Lo {#shopping} è un’attività amata da quasi tutte le donne; si sa come il processo di scelta di un abito sia lungo e accurato. Ma si è certi di non fare errori mentre si sta provando un vestito? Quando si è nei camerini si fanno tutte le verifiche del caso prima di convincersi a concludere l’acquisto? Se il primo pensiero va alle tendenze {#moda}, non tutte si ricordano di controllare i capi nei minimi particolari, e così facendo molte volte si va incontro a problemi e piccoli inconvenienti che si scoprono solo dopo aver portato a casa un nuovo abito. Ecco quindi alcuni consigli su come scegliere senza errori.

Prima di tutto, quando si fa shopping è sempre bene leggere le istruzioni su lavaggio di ogni capo. Se si tratta di un abito particolare, realizzato con tessuti che richiedono cure diverse dal consueto, è probabile che abbia bisogno di un lavaggio altrettanto specifico, con costi non troppo contenuti. Bisogna chiedersi quindi se si è intenzionati a far fronte saltuariamente a questa spesa: se no, allora si può anche rimetterlo a posto.

Molto importante è il “test delle rughe“. Per definire se una maglietta, un top o un abito si stropicciano facilmente si può tentare questo esperimento: tenendo il capo arrotolato in mano per qualche minuto si può notare se ristendendolo si sono create pieghe o meno. Nessuna donna vorrebbe una maglietta che dopo essere stata indossata per tutto il giorno arrivi a sera piena di grinze; se già nel camerino dopo solo qualche minuto si sono formate, allora evidentemente non vale l’acquisto.

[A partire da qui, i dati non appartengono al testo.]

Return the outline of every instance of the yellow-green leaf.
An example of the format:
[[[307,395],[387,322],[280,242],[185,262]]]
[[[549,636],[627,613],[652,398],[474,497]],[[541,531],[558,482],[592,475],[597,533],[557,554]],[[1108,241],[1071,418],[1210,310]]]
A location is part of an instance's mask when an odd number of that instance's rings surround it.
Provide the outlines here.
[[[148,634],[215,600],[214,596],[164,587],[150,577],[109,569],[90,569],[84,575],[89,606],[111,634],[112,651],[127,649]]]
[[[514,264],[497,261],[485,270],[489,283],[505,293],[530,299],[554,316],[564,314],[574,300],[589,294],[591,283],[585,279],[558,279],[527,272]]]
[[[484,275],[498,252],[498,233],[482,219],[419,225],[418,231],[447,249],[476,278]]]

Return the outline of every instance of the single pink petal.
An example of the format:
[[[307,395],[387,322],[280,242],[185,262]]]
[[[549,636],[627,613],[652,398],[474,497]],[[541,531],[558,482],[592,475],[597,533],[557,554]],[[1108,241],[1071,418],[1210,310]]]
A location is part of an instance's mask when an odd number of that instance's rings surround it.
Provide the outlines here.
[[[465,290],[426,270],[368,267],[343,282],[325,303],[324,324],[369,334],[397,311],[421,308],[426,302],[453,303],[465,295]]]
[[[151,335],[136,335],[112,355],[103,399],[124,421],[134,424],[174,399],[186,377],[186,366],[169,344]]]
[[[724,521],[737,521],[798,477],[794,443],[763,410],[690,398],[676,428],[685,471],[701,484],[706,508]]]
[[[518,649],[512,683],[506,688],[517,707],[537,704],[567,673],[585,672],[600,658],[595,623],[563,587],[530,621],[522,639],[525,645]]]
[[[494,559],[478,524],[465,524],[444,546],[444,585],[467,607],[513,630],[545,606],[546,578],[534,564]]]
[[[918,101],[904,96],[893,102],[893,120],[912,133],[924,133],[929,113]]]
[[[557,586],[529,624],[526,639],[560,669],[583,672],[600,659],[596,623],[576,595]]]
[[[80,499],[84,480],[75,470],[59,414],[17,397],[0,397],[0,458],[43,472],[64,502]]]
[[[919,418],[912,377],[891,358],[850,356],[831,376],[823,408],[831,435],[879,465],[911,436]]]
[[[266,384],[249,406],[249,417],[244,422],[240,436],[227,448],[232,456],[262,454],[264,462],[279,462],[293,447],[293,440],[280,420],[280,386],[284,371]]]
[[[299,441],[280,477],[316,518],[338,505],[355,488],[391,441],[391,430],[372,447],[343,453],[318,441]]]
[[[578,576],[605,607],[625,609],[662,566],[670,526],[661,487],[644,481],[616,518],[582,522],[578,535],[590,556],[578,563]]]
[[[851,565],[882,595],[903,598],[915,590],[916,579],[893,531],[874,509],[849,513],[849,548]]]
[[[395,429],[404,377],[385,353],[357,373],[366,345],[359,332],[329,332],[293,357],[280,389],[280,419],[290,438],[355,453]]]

Quando si va a fare shopping si va in abiti comodi, è molto ridotto il numero delle donne che ci va in tacchi a spillo; quindi spesso capita di dover provare un abito elegante magari con un tuta e un paio di scarpe da ginnastica. In questo modo non si può valutare appieno il vestito, vedendolo con altri elementi che non si abbinano assolutamente al look. Chiedere alla commessa un paio di scarpe col tacco o altri accessori solo per vedere come starebbe l’outfit nell’insieme è una domanda più che lecita.

Prima di provare il capo, ancora nella fase di scelta quindi, è importante fare mente locale sugli abiti che già si posseggono. Soprattutto per quanto riguarda i colori, è inutile comprare un altro abito nero se si ha già l’armadio pieno. D’estate poi, si dà il via ai colori e alle tonalità vive che sono rimaste nascoste per tutto l’inverno, quindi perché non osare?

Quando arriva finalmente il momento fatidico della prova è necessario fare attenzione a piccoli passaggi. È necessario fare una prova del “movimento“: sedersi, alzarsi, abbassarsi, allungarsi; stando ferme una maglietta può apparire perfetta, ma se muovendosi inizia a tirare sulle spalle, sulla schiena o sul petto, allora forse non sarà adatta. Importante è anche controllare nei dettagli se tutto è al suo posto: bottoni, cerniere, cuciture; molto spesso capita che tornando a casa con l’acquisto ci si accorga di un piccolo difetto che scoraggia tutto l’entusiasmo del nuovo arrivo.

Ma punto cruciale di tutto il processo di acquisto è lo specchio: da sempre le donne non hanno un buon rapporto con gli specchi e le luci che ci sono nei camerini. Alcuni sembrano allargare o abbassare, alcune luci sembra siano messe apposta per mettere in risalto la cellulite e i difetti corporei di ogni donna. Per evitare ciò è bene uscire dal camerino, se permesso, e rimirarsi in altri specchi magari sparsi per il punto vendita.